E, lo ammetto, da qualche serie su dirigenti senza scrupoli che ho guardato nelle notti insonni.»


Quel venerdì sera, curiosando negli scaffali alle spalle della scrivania di mio zio, trovai alcune cartelline con il mio nome e un anno scritto a penna.

Le estrassi una per una.

Lavori universitari.
Articoli sul mio matrimonio.
Foto rubate nel corso degli anni, in cui il mio sorriso si spegneva piano.

Nell’ultima cartellina c’erano ritagli di giornale sul divorzio, copie degli atti che dimostravano quanto male mi fosse andata.

In fondo, una busta ingiallita con la mia grafia preferita: quella di zio Teodoro.

La aprii con le mani che tremavano.

«Sofia,
se stai leggendo questa lettera, significa che sei finalmente tornata a casa.
Mi dispiace di essere stato testardo. Avrei dovuto chiamarti mille volte. Ma ero ferito dalla tua scelta. E quando ho ingoiato l’orgoglio, era passato troppo tempo.
Ti ho vista spegnerti, anno dopo anno. Volevo intervenire, ma Margherita mi ha convinto che dovevi trovare da sola la via d’uscita.
Aveva ragione. Dovevi scegliere tu di andartene.
Questo studio è sempre stato destinato a te. Da quando, a quindici anni, ti ho scovata a studiare le mie tavole. Non perché sei di famiglia, ma perché sei brava.
Nel cassetto in basso a destra dell’armadio metallico del tuo studio c’è qualcosa per te.
Usalo con saggezza.
E, Sofia, sono fiero di te. Lo sono sempre stato, anche quando ero troppo orgoglioso per dirtelo.
T.»

Tornai di corsa al quinto piano, quasi inciampando sulle scale.

Nel cassetto indicato trovai una chiave attaccata con un pezzo di nastro.

Il cassetto era pieno di cartelle in pelle, diciassette, ognuna con un anno scritto sopra.

Le aprii.

Dentro non c’erano i progetti perfetti che avevo visto sulle riviste, ma schizzi di lavoro, tentativi, idee sbagliate, correzioni, appunti:

«Funziona male al sole estivo»
«Troppo costoso, ripensare la facciata»
«La soluzione C è pessima, ma mi porterà alla D»

Alla fine dell’ultima cartella c’era un altro foglio per me.

«Questi sono i miei fallimenti. I tentativi mal riusciti.

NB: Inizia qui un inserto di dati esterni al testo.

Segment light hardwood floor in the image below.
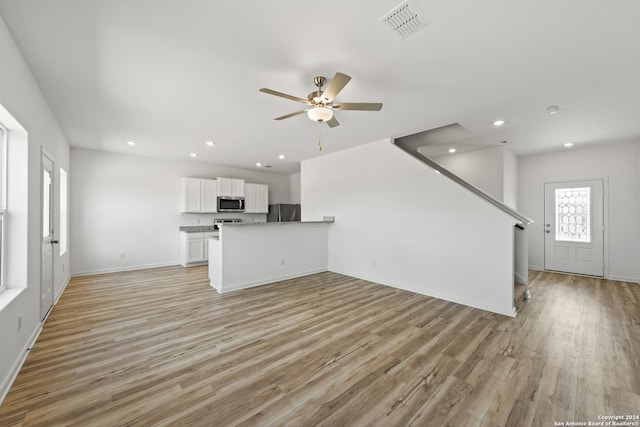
[0,267,640,426]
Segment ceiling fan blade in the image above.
[322,73,351,102]
[333,102,382,111]
[325,116,340,128]
[273,110,307,120]
[260,87,311,104]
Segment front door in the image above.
[544,179,604,277]
[40,153,57,319]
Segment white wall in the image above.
[502,147,518,211]
[289,173,302,204]
[301,140,516,315]
[518,143,640,282]
[71,148,290,274]
[0,13,69,399]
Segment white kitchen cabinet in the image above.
[181,178,218,213]
[180,231,216,267]
[216,177,244,197]
[182,178,202,212]
[202,179,218,213]
[256,184,269,213]
[244,182,269,213]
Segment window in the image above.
[58,168,69,256]
[0,124,7,291]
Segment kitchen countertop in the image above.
[180,225,218,233]
[220,221,335,227]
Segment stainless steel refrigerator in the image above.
[267,203,300,222]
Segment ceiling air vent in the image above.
[380,0,431,40]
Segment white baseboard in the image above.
[0,323,42,405]
[329,270,516,317]
[218,268,327,294]
[71,261,180,277]
[607,274,640,283]
[514,273,529,285]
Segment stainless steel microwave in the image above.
[218,196,244,212]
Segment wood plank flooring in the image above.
[0,267,640,426]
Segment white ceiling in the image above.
[0,0,640,173]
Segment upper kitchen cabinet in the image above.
[216,177,244,197]
[244,183,269,213]
[181,178,218,213]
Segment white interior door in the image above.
[544,179,604,276]
[40,153,58,319]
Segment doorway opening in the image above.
[544,179,605,277]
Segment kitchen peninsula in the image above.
[208,221,333,293]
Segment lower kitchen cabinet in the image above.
[180,231,215,267]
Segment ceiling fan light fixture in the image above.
[307,105,333,123]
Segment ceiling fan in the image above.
[260,73,382,127]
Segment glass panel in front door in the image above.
[555,187,591,243]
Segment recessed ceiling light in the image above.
[547,105,560,114]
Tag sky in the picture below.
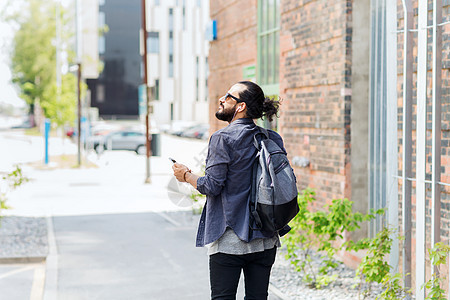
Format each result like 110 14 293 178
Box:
0 1 25 107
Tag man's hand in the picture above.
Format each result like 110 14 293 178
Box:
172 163 191 182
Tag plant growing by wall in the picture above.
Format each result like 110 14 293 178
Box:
356 227 410 300
285 188 384 288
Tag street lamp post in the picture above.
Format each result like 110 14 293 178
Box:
141 0 151 183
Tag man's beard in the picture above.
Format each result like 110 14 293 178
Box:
216 104 237 123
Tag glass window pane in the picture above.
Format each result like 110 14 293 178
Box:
147 31 159 53
273 31 280 83
267 0 275 29
275 0 281 27
169 31 173 54
169 8 173 30
267 34 275 83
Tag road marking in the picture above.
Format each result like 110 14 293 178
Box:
0 265 36 279
158 212 181 227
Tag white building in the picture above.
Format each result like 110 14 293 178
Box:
147 0 209 126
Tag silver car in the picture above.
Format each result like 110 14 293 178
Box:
91 130 146 154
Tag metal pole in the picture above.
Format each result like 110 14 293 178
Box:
431 0 442 276
402 0 414 289
77 63 81 166
141 0 151 183
416 0 428 300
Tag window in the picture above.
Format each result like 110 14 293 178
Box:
147 31 159 53
258 0 280 95
205 57 209 101
98 35 106 55
183 7 186 30
195 56 200 101
98 11 106 54
97 84 105 103
169 31 173 54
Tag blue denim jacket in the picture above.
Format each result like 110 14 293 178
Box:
196 118 286 247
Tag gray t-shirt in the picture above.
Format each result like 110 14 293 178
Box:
207 227 281 255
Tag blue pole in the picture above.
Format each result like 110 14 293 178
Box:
44 119 50 165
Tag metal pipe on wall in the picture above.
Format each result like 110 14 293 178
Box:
431 0 442 273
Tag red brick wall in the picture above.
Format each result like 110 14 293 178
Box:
397 0 450 290
280 0 351 205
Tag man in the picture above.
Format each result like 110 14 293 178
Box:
173 81 285 300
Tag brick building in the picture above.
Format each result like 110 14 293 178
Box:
209 0 450 296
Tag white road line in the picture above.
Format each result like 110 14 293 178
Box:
43 216 58 300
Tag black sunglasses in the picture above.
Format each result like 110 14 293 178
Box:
225 93 244 102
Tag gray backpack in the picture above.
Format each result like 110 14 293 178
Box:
250 127 299 236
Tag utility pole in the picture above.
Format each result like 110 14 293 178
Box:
141 0 151 183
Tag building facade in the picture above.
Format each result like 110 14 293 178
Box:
147 0 209 125
209 0 450 299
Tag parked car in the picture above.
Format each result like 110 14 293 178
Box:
89 130 146 154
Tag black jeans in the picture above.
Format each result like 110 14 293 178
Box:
209 247 277 300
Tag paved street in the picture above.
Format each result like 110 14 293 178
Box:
0 131 278 300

Le idee terribili che sono diventate buone.
Te li lascio perché i giovani architetti devono vedere che anche una “leggenda” ha fatto errori.
Usali per insegnare, ispirare, ricordarti che il genio non nasce finito.
Si costruisce, uno schizzo imperfetto alla volta.
Proprio come stai ricostruendo te stessa ora.
Con affetto, T.»

Piangevo tanto da non vedere più le linee.

Ma nella testa cominciava a formarsi un’idea.


La mattina dopo, Jacopo mi trovò allo studio circondata da fogli e appunti.

«Che stai combinando?» chiese incuriosito.

«Un programma di mentorship» risposi. «Vorrei chiamarlo Borsa Bellini.